Utente 174XXX
Mio figlio di 12 anni (14/3/1998) sarà sottoposto a breve ad un'intervento su entrambe i piedi, in tempi diversi, per problemi di piattismo.
Diciamo che fin qui la strada pare delineata, con tutto cio' che comportano due operazioni e le successive riabilitazioni.
La mia domanda e soprattutto i dubbi che ho, sono legati al problema aggiuntivo e abbastanza più importante, credo, ovvero una spondilolistesi di L5 su S1 che da un paio di anni teniamo sotto controllo.
Premetto che la spondilolistesi è stata diagnostica nel momento in cui ci si è accorti che la postura assunta da mio figlio era particolare, ciò significa che non c'è stato assolutamente nessun dolore accusato sia a riposo che durante la pratica sportiva (giocava a rugby).

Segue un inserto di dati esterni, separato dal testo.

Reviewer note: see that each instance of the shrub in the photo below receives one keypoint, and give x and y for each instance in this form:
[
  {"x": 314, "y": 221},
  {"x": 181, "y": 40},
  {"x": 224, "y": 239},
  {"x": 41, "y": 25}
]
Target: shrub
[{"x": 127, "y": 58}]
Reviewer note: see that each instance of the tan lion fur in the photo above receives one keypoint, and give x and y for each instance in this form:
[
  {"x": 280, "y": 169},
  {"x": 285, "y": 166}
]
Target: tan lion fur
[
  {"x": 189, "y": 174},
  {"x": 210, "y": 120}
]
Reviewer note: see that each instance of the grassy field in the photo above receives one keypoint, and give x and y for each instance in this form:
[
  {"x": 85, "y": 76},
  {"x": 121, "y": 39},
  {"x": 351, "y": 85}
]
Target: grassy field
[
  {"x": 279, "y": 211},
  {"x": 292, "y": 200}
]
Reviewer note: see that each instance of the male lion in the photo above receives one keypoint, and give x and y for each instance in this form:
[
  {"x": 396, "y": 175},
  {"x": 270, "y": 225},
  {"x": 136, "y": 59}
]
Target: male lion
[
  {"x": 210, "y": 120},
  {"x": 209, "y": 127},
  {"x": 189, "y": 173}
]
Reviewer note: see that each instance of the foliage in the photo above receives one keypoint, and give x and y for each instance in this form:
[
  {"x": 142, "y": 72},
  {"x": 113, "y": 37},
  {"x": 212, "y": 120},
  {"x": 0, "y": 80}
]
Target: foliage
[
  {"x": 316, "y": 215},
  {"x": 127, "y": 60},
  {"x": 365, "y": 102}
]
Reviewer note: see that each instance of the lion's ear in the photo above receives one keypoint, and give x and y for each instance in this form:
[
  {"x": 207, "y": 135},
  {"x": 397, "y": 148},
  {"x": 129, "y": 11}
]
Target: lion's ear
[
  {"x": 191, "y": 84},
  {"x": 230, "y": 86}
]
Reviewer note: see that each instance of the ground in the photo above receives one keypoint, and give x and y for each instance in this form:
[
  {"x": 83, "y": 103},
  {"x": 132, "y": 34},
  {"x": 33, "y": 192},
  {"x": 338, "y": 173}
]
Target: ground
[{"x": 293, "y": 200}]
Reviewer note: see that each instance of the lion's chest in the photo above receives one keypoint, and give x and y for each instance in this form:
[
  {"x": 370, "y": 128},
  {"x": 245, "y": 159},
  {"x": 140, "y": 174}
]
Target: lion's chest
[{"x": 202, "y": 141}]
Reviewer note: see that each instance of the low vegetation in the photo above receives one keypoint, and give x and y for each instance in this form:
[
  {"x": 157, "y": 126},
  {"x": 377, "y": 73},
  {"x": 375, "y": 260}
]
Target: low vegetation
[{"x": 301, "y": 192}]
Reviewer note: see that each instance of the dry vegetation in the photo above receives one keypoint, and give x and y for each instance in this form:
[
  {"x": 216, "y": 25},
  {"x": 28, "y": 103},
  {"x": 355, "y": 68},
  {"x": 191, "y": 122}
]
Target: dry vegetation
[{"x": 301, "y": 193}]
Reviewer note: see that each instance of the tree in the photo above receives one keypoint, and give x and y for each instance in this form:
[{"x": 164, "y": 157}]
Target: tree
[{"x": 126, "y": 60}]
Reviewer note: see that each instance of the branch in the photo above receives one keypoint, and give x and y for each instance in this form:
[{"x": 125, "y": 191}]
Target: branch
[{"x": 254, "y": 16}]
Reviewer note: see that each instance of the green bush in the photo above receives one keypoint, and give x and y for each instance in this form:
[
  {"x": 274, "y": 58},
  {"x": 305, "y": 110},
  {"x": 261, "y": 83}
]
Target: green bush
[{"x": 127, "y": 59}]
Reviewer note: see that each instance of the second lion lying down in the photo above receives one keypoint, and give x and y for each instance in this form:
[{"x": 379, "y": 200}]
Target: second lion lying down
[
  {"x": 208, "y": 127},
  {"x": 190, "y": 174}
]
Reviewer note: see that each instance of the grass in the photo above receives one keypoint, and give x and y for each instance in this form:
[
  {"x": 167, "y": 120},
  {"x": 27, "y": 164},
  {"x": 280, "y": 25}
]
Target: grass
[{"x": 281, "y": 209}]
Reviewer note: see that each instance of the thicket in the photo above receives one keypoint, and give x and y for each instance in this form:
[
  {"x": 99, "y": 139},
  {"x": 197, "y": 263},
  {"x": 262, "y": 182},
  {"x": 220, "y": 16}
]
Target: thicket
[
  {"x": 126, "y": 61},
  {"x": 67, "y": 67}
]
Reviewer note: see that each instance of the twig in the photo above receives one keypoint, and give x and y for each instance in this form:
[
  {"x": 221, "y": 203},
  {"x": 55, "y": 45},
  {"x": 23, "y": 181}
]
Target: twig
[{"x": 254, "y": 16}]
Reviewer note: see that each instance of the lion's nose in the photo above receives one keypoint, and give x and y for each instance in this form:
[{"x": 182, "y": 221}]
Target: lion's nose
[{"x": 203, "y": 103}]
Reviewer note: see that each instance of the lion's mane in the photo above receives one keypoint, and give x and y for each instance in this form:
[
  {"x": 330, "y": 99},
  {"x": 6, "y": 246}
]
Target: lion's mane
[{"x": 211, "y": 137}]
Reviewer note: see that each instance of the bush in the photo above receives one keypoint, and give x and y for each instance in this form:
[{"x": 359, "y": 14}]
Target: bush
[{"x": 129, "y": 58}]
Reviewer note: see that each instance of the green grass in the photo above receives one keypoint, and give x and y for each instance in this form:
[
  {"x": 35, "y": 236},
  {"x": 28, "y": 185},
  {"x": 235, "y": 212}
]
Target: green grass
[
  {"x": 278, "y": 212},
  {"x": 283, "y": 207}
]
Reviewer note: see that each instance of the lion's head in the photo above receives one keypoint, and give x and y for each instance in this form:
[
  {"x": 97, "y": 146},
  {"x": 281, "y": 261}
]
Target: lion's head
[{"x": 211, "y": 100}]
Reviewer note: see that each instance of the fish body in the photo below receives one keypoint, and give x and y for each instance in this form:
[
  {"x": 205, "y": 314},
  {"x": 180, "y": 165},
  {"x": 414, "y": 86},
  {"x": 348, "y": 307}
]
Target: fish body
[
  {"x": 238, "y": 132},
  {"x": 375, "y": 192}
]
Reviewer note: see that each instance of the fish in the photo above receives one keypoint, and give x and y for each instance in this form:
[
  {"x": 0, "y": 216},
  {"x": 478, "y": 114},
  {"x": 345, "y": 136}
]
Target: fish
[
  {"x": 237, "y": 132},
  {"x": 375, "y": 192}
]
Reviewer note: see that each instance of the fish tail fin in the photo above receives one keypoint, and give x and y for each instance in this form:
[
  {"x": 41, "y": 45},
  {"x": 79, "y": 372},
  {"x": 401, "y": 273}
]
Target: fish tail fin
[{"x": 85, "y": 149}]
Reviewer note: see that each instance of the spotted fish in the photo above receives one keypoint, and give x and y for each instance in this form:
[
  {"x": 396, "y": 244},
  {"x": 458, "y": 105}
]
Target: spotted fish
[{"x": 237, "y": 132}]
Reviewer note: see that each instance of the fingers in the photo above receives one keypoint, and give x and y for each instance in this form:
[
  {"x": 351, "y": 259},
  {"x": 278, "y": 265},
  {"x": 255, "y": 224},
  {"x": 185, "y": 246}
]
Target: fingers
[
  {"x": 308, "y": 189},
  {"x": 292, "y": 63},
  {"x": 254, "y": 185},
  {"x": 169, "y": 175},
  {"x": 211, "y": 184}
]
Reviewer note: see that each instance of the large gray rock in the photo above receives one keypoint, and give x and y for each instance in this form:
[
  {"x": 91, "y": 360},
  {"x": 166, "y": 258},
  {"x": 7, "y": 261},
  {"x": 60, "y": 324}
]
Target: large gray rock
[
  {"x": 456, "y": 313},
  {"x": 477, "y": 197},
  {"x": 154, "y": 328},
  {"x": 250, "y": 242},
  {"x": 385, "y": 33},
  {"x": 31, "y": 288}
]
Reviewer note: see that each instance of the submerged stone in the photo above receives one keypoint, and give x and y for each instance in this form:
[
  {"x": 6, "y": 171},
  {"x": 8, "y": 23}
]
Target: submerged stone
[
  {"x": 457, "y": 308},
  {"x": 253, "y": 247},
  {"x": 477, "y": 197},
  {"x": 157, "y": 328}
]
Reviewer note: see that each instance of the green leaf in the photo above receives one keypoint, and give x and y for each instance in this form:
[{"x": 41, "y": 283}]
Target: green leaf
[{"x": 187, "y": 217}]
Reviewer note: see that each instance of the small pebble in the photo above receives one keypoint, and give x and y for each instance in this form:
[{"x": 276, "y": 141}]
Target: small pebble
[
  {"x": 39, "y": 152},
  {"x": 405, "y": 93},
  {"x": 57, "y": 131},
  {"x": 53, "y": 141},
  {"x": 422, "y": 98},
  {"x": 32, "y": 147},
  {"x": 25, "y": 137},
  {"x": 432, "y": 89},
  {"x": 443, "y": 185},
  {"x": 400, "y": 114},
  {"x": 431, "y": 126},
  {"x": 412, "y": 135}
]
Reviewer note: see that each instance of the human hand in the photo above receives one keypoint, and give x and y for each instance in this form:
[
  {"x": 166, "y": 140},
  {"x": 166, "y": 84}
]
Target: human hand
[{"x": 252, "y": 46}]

Vengo al dunque, arrivato a 12 anni l'equilibrio e la postura del corpo, suppongo, abbiano trovato diciamo una "logica". Mi chiedo, non si rischia di sistemare una arco plantare, e quindi fare in modo che poggiando meglio i piedi possa camminare in maniera migliore, senza tener conto però che la schiena a quel punto avrà,altre sollecitazioni diverse dal solito che potrebbero incidere sulla vertebra già compromessa?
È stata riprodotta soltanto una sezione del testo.